There is no magic formula. To me it was all about consistency, hard work, and enjoying each challenge for what it was, a challenge. I constantly kept myself on a schedule. There were certain events, such as prom and homecoming and stuff of that sort, that I was not able to attend solely for the reason that I felt I was working for a bigger purpose. Ultimately, it paid off in the end for myself.


  • After college, you experienced a period as a semi-professional player, competing in USL 2 with Ventura County Fusion and in NISA with Cal United Strikers FC. How did you get to each club and what did this represent for you in your career?

Of course I wanted to keep playing after school (I actually was playing indoor soccer). I was training every day at 6:00 am with a friend who also was a coach, and he told me that Cal United was looking for a goalie. 

After that, Ventura Fusion reached out through Instagram and invited me to play. I was there only for the summer and also coached at Ventura. Then Cal United offered me a contract and a coaching position for Irvine Strikers.

  • With Cal United Strikers FC for NISA's Inaugural Season, you earned the Player of the Week honors in your first match, as well as helped the team win the NISA West Coast Championship (2019). Looking back, how did it feel to be part of a new league and have a successful first season?

It was amazing to me. I thought of all my successes in the past that ultimately lead to me being in that position as a starter and having won yet another trophy. It never crossed my mind that I would be winning something more meaningful in my first year of playing outside of college.

  • How did you become a Coach of the LAFC Academy?

About a year ago, I tore my Achilles.  At that time, I was still really into playing (full-time), but also into coaching (part-time). I was coaching at El Camino College, and at a private high school, Loyola High School.

I was one of those guys that was like: “I'm gonna play until my legs fall off”. Once I tore my Achilles, I couldn't do anything.
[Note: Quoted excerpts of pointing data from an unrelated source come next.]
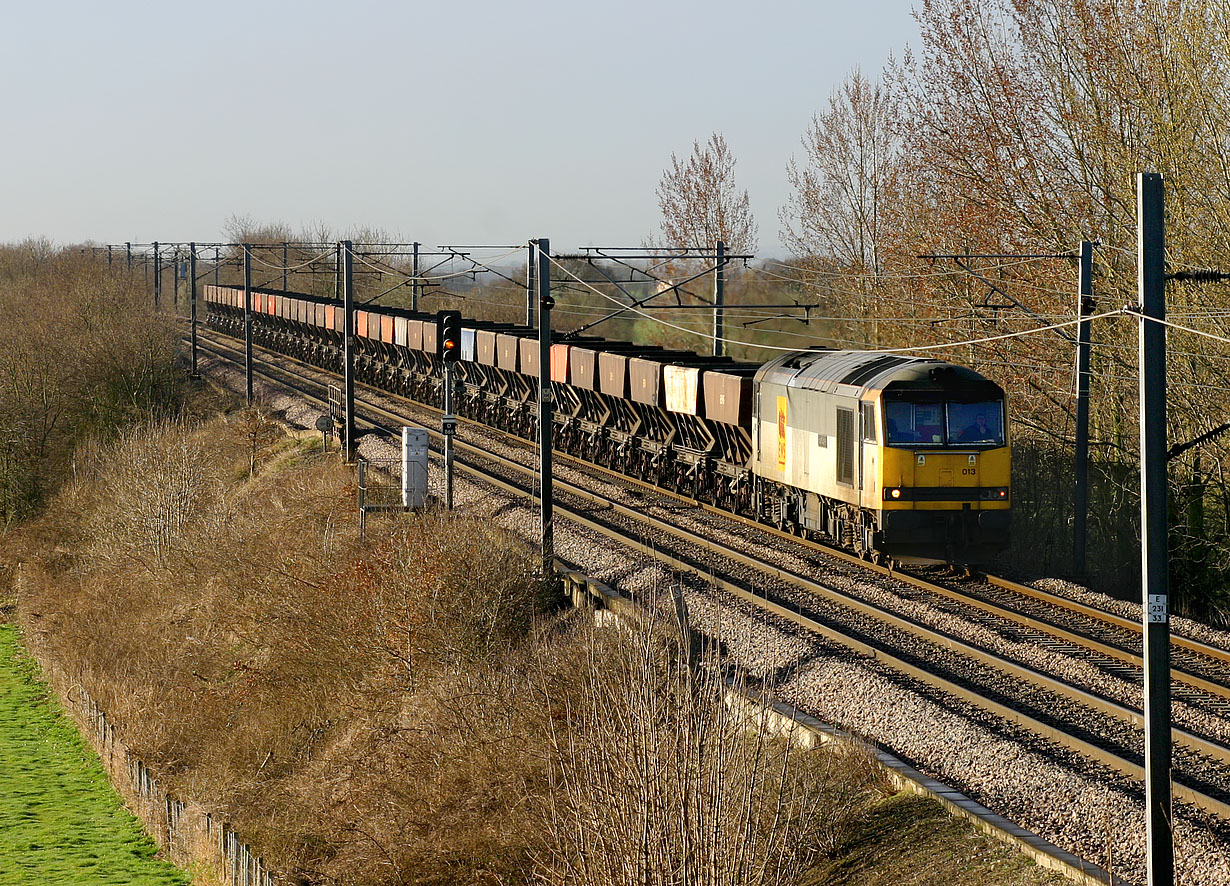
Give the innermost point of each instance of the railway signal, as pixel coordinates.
(448, 336)
(448, 348)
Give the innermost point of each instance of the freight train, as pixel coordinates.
(897, 458)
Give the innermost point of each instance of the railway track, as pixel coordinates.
(905, 623)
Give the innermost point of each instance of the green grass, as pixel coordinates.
(60, 820)
(908, 841)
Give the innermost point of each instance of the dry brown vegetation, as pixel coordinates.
(81, 352)
(405, 711)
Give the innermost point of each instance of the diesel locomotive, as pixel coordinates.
(897, 458)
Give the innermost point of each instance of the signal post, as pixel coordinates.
(448, 348)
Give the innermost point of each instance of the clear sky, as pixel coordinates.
(466, 122)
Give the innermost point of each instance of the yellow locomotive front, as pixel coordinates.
(896, 457)
(945, 469)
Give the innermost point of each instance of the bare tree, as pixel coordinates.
(839, 191)
(701, 203)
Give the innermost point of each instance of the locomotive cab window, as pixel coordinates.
(868, 422)
(979, 423)
(914, 423)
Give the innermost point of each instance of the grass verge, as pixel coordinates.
(60, 821)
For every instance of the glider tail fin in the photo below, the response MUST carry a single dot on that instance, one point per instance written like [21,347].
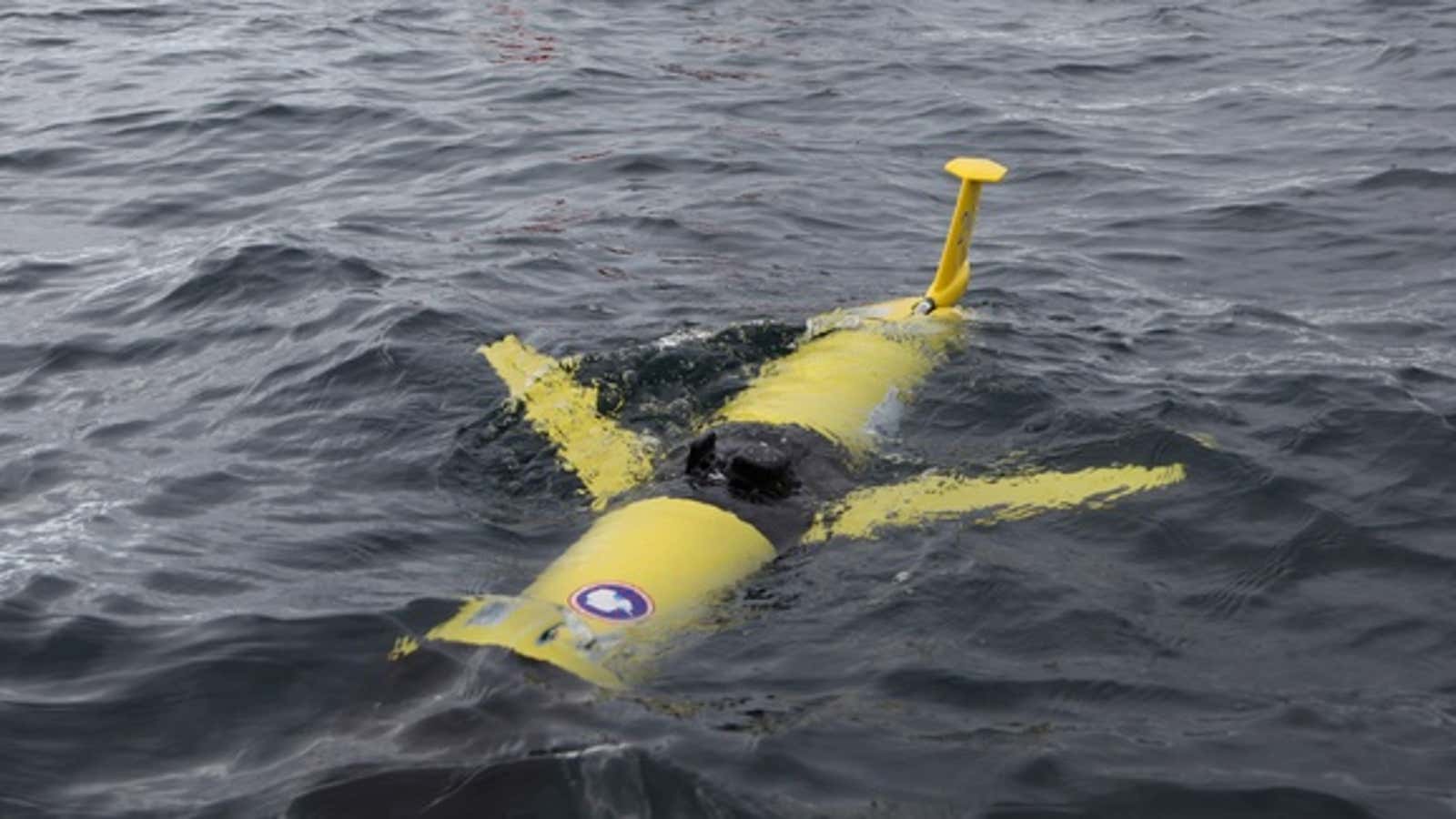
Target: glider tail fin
[954,273]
I literally sat on the couch for about four or five months because I was recovering from surgery.

But I still tried to continue coaching (at a certain point, I was in a scooter, just kind of directing). It was almost like a blessing in disguise. When my Achilles injury happened, I was approached about the job at LAFC. Initially, I worked for about a month or two for free, and then literally the first day that I was able to come back, I was hired on to the job there.

  • Three words to describe Steven.

Personable, charismatic and strong.

  • What do you currently do and what are your dreams?

I am currently a staff goalkeeper coach at LAFC and goalkeeper coach/assistant coach at El Camino College. My dream would be to become a goalkeeper coach at the professional levels and continue to grow as a coach to eventually pass on my knowledge to the next generations to come.

  • Now that you're a Coach and on the other side, on the bench, what is your greatest joy and motivation that you recognize has made everything worthwhile?

I think for me the greatest joy would be all the meaningful relationships I’ve created for myself along the way. The people that have inspired me and the people I’ve inspired has created a sense of community for me. 


  • Financial limitations have always been an obstacle for Latinx students, what would you tell students that might reconsider attending college because of financial hardships?

My advice for other kids: Look for scholarships, especially for the Latinx community. Have Junior College as an option. If you transfer to a South Bay school, El Camino College will cover the first two years at the JC (South Bay promise).

  • What advice would you give to your 14 year old self who is a freshman in high school?

I’d tell myself to not stop working, good things will come to you if you continue to work hard each day and every day.

  • What positive impact would you like to leave on your family and the Latino community?

I’d just hope that I can continue to inspire and help those around me. Not only to the Latinx community but to everyone that I have gotten to know through soccer and other sports.